Übelkeit im Taxi: Eltern haften nicht für ihre KinderHaftung setzt Verletzung der Aufsichts­pflicht und Vorher­seh­barkeit des schädigenden Verhaltens voraus

Erbricht sich ein Kind in einem Taxi und verunreinigt dieses dadurch, haften die Eltern nur dann, wenn sie die Übelkeit ihres Kindes erkennen konnten und trotzdem nichts unternehmen, die Verunreinigung zu vermeiden. Eine Gefähr­dungs­haftung für Kinder gibt es ansonsten nicht. Dies entschied das Amtsgericht München.

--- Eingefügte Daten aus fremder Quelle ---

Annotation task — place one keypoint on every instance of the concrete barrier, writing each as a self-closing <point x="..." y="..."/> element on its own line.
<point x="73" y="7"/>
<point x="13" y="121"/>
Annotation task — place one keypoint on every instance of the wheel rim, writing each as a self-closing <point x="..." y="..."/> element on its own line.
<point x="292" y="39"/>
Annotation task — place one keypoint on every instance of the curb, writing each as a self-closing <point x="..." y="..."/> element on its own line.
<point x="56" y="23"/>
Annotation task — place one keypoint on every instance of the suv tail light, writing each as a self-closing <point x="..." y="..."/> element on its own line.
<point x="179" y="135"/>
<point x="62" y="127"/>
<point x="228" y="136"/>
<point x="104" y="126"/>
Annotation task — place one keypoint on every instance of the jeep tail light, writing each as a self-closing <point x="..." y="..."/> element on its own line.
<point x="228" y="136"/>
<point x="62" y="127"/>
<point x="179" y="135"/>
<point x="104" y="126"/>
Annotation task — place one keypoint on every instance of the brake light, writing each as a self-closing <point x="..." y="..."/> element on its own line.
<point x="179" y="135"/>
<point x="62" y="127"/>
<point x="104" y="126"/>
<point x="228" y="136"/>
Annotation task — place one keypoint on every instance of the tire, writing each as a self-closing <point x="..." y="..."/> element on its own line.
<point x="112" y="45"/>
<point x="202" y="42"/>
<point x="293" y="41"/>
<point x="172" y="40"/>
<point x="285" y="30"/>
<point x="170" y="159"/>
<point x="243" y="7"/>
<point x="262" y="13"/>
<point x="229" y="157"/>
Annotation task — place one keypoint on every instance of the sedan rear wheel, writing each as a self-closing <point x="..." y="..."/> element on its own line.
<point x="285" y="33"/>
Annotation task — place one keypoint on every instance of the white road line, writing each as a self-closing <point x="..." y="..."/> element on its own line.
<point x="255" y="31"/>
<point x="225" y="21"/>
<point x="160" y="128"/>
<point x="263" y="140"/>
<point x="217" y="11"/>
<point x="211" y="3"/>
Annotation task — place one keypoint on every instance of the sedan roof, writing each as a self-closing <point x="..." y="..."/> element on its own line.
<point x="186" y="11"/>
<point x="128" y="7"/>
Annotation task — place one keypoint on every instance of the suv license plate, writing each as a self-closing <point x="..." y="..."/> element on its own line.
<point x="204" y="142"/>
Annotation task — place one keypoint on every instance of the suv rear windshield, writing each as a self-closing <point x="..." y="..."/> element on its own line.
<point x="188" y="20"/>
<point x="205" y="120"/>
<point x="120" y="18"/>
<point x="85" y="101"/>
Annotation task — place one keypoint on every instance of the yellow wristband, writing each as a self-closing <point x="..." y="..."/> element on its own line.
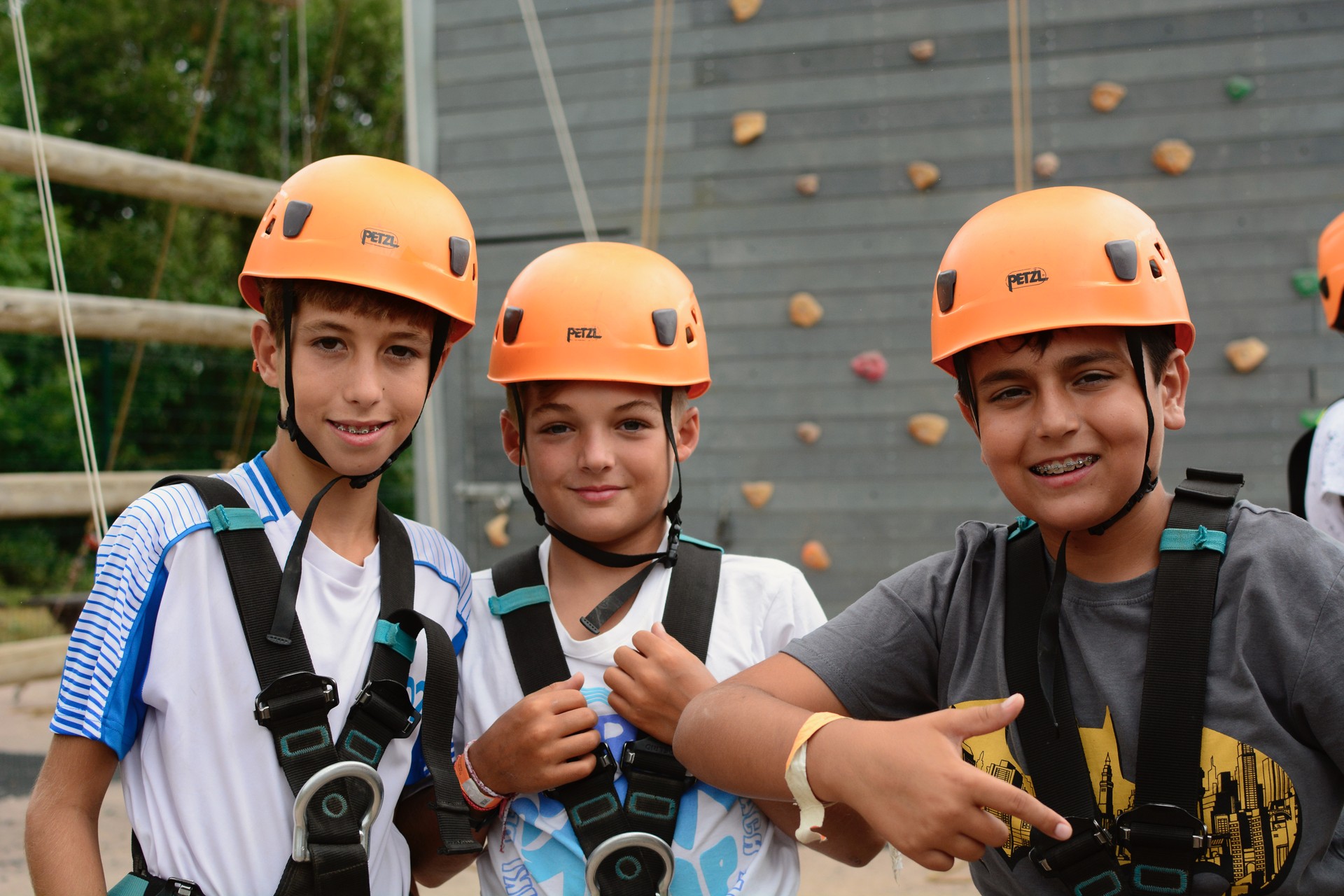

Im zugrunde liegenden Streitfall fuhr ein Ehepaar im März 2009 mit seiner 9-jährigen Tochter mit dem Taxi nach Hause. Kurz nach Fahrtantritt sagte die Mutter dem Taxifahrer, dass es der Tochter nunmehr sehr schlecht ginge und der Fahrer anhalten solle. Noch bevor dieser das Fahrzeug zum Stehen bringen konnte, das Taxi befuhr gerade den Mittleren Ring, erbrach sich das Kind und verunreinigte hierdurch das Taxi im Bereich der Rückenlehne des Vordersitzes, der Mittellehne und des Gurtschlosses.

Sachverhalt

Das Taxi musste gereinigt werden. Die Reini­gungs­kosten betrugen 190,- Euro. Während der Reinigung musste der Taxifahrer ein Ersatztaxi anmieten, um weiterarbeiten zu können. Dafür fielen 800,- Euro an. Das Taxiunternehmen, bei dem der Fahrer angestellt war, verlangte nun von der Mutter den Ersatz der Kosten. Schließlich habe sie erkennen können, dass es ihrem Kind schlecht ging und sie habe nichts unternommen. Diese weigerte sich jedoch. Das Erbrechen sei so plötzlich gekommen, dass sie die Verunreinigung nicht habe verhindern können. Die Tochter habe im Vorfeld nur über Müdigkeit und Halsschmerzen geklagt.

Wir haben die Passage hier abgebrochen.